Wednesday, September 28, 2011: 8:00 AM
Kohala 4
Yiannis G. Ampatzidis, Center for Precision and Automated Agricultural Systems, Washington State University, Prosser, WA
Matthew Whiting, Horticulture and Landscape Architecture, Washington State University, Prosser, WA
Xiaoquang Du, Center for Precision and Automated Agricultural Systems, Washington State Univ, Prosser, WA
Qin Zhang, Irrigated Agriculture Research and Extension Center, Center for Precision and Automated Agricultural Systems, Prosser, WA
Various forms of mechanical harvesters have been developed for different fruit crops with the general goals of reducing harvesting costs, improving harvest efficiency, and increasing profitability. The development of a novel harvest system must address key challenges including: variability in canopy architecture, large dense canopies, uniform fruit removal, potential yield reductions from uncollected fruit, and fruit damage induced during detachment and/or collection. Our lab group has been investigating potential mechanical harvest systems for sweet cherry (Prunus avium L.) and addressing these important factors.

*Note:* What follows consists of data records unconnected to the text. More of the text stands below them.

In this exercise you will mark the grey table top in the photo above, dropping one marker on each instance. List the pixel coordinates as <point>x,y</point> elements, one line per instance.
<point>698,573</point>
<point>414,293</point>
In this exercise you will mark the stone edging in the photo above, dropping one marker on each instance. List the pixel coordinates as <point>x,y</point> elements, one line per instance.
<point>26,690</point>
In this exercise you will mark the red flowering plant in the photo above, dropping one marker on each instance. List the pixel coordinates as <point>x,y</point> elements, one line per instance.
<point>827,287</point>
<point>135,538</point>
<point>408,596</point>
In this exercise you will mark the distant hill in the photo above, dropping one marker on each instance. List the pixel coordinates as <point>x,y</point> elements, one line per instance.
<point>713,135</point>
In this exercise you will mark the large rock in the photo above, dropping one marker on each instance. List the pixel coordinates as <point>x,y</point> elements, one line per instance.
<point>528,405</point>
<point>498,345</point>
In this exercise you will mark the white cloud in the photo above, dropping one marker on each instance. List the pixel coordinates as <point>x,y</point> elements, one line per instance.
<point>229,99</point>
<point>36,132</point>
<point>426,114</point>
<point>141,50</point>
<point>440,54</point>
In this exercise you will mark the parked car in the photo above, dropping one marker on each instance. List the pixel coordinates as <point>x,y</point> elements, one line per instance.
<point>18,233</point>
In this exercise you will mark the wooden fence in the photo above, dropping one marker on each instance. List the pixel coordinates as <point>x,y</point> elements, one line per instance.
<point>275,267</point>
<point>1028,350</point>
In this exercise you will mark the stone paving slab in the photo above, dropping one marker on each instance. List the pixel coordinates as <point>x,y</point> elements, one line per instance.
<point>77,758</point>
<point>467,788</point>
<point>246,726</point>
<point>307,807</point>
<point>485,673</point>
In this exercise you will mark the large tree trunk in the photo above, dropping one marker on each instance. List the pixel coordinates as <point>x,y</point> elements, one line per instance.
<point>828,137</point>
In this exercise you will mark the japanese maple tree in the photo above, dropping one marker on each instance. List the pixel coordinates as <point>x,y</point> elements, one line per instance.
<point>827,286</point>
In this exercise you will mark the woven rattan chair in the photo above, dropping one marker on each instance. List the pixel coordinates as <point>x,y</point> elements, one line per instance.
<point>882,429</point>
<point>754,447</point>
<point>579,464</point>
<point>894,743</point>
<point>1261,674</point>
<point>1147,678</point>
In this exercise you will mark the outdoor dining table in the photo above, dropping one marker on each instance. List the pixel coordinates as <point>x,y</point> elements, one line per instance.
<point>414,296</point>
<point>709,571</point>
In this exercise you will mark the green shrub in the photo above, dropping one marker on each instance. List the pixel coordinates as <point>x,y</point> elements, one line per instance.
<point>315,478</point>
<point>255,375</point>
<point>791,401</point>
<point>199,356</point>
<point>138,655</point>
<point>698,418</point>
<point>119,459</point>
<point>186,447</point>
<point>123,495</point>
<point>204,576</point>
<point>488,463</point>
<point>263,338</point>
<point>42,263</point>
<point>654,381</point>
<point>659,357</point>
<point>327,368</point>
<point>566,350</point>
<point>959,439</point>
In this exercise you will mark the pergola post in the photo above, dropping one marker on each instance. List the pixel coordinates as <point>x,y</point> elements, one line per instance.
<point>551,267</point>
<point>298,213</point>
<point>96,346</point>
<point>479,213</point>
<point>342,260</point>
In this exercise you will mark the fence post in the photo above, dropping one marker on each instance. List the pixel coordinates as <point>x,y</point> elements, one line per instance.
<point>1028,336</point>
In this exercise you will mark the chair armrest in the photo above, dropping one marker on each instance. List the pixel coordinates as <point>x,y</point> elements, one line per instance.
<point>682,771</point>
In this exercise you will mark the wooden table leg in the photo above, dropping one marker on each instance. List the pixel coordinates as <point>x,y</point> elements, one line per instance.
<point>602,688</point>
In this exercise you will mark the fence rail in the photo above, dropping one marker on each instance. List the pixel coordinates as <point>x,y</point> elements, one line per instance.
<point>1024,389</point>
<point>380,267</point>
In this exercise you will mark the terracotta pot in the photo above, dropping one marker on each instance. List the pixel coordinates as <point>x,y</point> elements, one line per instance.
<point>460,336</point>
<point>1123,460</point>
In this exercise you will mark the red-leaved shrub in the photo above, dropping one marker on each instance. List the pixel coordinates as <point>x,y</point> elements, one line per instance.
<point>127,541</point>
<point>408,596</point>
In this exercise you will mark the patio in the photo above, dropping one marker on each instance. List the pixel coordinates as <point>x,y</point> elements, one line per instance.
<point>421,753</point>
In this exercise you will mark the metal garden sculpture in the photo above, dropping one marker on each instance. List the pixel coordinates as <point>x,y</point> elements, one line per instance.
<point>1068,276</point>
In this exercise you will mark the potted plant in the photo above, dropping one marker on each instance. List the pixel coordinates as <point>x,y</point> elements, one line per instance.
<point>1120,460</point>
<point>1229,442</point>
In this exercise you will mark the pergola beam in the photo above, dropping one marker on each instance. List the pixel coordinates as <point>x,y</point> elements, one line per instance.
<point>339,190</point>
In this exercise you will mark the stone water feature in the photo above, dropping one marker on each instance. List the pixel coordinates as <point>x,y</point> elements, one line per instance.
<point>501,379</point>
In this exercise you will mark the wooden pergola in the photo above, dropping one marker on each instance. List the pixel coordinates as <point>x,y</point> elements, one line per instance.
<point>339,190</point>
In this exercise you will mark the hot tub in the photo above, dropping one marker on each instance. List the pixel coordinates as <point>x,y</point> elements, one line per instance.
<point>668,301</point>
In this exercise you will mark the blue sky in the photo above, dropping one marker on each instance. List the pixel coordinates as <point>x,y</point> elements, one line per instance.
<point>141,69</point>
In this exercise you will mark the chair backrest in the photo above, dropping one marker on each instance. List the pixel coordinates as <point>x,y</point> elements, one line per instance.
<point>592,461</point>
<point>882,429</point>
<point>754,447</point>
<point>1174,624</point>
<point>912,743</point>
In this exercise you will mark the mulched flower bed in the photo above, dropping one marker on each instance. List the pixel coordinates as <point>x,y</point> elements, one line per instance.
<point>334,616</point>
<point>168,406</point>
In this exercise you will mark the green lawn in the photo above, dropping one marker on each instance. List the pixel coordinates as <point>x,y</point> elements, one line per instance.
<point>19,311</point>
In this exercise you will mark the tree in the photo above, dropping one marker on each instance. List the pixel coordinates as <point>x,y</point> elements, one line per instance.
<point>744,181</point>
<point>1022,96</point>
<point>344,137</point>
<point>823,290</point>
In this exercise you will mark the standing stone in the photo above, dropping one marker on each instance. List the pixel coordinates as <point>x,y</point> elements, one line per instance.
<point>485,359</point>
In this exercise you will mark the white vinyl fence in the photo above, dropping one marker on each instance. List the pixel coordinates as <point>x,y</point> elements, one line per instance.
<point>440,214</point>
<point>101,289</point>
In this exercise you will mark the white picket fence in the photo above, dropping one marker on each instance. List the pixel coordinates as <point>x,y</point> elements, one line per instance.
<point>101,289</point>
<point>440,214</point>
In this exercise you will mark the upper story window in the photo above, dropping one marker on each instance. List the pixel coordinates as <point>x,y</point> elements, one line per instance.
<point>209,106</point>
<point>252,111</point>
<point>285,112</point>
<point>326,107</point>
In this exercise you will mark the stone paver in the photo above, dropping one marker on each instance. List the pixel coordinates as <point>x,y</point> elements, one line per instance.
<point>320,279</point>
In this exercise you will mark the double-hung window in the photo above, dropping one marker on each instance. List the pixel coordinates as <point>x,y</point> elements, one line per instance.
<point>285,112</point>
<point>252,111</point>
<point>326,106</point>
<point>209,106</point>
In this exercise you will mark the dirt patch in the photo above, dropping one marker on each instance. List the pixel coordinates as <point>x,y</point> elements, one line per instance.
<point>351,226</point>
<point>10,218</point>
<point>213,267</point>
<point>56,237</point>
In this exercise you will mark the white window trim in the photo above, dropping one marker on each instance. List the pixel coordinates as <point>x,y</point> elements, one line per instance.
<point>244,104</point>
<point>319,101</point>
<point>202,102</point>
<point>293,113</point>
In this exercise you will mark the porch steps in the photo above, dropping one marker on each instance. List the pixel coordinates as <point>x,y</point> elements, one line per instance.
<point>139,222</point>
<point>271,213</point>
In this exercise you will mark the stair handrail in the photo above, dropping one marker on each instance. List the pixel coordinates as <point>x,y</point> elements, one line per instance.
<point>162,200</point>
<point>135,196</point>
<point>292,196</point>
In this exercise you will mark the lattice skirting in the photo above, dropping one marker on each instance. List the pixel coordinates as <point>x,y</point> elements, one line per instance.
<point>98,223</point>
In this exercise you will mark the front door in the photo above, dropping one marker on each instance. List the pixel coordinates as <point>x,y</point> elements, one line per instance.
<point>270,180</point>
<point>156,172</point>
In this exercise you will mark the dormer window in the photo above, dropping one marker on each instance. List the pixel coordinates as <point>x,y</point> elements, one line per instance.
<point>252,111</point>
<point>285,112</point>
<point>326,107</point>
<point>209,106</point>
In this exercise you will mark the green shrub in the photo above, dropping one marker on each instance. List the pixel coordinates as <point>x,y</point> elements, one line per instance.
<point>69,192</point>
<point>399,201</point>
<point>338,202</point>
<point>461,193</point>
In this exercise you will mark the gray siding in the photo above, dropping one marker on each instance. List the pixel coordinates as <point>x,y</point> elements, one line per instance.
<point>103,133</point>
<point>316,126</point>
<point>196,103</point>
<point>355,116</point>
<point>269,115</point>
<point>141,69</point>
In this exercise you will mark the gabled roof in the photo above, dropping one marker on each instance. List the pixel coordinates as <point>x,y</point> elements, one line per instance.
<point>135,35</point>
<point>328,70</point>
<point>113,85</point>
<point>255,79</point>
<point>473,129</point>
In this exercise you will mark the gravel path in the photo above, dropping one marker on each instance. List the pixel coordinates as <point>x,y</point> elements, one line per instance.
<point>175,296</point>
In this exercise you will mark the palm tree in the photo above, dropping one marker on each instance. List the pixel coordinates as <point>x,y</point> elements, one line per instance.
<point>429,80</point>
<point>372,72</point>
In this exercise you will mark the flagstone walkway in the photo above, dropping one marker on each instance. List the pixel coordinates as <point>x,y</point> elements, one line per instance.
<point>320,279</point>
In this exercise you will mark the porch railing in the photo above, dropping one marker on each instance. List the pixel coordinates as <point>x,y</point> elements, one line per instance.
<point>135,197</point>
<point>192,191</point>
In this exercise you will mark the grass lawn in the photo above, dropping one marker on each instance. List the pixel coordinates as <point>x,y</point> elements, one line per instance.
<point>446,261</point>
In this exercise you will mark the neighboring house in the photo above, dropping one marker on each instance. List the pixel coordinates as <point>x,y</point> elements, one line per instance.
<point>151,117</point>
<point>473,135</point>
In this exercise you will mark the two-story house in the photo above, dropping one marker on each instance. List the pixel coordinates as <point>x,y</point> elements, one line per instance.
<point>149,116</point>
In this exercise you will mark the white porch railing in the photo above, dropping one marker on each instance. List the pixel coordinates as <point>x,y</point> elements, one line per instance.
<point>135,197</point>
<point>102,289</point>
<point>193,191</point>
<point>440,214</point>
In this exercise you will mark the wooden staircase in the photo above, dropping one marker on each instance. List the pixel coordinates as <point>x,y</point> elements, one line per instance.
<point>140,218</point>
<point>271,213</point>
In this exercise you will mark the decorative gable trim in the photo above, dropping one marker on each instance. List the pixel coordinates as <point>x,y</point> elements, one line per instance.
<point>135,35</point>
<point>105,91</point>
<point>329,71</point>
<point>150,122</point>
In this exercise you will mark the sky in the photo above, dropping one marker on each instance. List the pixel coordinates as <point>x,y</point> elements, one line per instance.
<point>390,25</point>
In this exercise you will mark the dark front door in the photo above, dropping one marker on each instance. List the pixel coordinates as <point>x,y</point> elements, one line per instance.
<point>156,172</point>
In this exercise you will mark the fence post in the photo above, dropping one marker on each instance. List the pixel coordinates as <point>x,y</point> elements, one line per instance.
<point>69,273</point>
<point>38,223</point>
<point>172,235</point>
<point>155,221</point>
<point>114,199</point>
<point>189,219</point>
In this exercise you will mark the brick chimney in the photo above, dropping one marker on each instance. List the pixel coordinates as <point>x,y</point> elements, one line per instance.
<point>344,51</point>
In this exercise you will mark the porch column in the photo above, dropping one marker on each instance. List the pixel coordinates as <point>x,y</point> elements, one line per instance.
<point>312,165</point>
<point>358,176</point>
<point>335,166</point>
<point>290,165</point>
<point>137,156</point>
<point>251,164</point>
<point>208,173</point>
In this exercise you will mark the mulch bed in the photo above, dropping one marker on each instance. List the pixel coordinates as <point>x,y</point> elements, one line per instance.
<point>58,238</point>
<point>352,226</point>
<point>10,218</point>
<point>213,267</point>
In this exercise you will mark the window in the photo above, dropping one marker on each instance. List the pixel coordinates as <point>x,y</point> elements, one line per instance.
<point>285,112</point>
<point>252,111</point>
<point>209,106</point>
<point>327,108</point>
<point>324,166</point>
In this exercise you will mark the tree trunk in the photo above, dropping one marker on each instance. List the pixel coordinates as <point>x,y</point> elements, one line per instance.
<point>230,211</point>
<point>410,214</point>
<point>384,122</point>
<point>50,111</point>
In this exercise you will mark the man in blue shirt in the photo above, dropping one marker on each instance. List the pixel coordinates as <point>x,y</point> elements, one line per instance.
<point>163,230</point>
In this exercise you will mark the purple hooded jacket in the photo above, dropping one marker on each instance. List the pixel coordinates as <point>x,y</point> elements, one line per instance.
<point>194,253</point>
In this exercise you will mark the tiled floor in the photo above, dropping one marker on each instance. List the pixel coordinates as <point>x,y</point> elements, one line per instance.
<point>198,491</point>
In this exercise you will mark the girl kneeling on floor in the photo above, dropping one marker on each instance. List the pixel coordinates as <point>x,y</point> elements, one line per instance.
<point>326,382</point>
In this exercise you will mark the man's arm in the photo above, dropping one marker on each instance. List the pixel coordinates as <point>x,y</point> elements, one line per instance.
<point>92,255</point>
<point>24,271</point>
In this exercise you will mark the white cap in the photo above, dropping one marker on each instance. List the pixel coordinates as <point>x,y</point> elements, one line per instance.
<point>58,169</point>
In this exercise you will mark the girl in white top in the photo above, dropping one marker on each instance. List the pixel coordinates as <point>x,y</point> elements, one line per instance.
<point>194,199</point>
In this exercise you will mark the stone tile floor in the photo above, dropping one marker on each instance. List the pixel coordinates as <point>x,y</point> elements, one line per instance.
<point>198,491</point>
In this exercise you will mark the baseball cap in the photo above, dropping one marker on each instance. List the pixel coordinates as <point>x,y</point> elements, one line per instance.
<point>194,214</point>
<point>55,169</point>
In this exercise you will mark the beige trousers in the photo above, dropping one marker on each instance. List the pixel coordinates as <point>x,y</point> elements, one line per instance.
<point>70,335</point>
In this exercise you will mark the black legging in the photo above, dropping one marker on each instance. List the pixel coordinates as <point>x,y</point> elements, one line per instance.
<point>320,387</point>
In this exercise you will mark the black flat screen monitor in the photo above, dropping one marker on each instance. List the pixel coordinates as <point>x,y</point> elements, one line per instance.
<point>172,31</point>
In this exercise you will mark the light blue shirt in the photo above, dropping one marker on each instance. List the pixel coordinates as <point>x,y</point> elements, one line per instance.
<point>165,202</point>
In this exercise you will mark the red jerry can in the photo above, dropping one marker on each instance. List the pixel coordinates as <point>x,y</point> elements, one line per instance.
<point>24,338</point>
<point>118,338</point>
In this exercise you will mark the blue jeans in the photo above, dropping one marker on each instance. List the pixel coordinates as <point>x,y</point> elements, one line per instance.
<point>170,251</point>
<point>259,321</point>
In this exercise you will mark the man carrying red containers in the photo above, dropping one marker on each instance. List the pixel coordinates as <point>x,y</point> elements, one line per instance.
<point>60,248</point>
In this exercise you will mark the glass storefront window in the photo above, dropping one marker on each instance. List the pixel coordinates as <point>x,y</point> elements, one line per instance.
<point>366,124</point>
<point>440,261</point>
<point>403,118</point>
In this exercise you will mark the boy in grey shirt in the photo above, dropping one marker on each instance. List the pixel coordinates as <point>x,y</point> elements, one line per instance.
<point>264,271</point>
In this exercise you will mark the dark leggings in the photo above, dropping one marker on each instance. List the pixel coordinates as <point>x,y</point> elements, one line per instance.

We have reported previously on a prototype mechanical harvest system that utilizes a rapid displacement actuator (RDA) in a modified ‘shake-and-catch’ procedure. The current report describes recent efforts to improve and/or redevelop this mechanical harvesting system by modeling all activities and states of the harvester during actual and simulated harvest. The main harvest system components will be described and the utility of each component outlined. Further, a model describing the work processes of the harvester will be presented. The model is developed using the state diagrams of Unified Modeling Language (UML), to explain how the main harvester components transit from state to state dynamically. Using these state diagrams the behavior of an object (response and action) can be predicted through the entire system. Inefficient steps in the harvest process will be identified from a multitude of sensors (e.g. pressure transmitters for monitoring of hydraulic system pressures, accelerometers, RTK GPS) on the harvester to capture the time spent in each state during harvest. Finally, recommendations for the improvement of the harvester components will be presented based on the work flow analyses.